After finishing Vurt I’m still not sure how to classify it: is it an alternate-reality Manchester, a near-future quasi-cyberpunk adventure, a virtual reality game based on nanotechnology, or the hallucinations of an addict? Perhaps it is a combination of all of these things.
The novel relates the story of Scribble and the rest of the Stash Riders gang as they search for Scribble’s sister, Desdemona, who was lost in the vurt. The vurt is accessed by placing a feather into the mouth; different coloured feathers transport the character(s) into different genres of vurt experience, which is apparently a sharable, virtual reality. The mechanism of vurt is never explained, which differentiates this novel from computer-based cyberpunk fiction.
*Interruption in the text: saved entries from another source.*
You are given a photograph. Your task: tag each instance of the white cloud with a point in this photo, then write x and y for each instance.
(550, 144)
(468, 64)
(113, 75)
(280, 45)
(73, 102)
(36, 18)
There are allusions to Orpheus’ visit to the underworld, Lewis Carroll’s stories (Alice is mentioned, and there is a bar named the Slithy Tove), and Othello (e.g.: Desdemona). There are also a few hints that the reader may be within the vurt, for example: “…maybe you’re in the feather, thinking that you’re reading the novel, with no way of knowing…” (p. 341).
For the first few chapters I was sure I’d love the book: Jeff Noon certainly has an incredible imagination; but, ultimately, I wasn’t pulled into the story or characters in any meaningful way. There are some remarkable sections, but I found the book too fractionated, with too many resolution via computer-game-like deus ex machina, and there was insufficient depth of character and story to fully engage me.
I enjoyed the novel, but didn’t love it.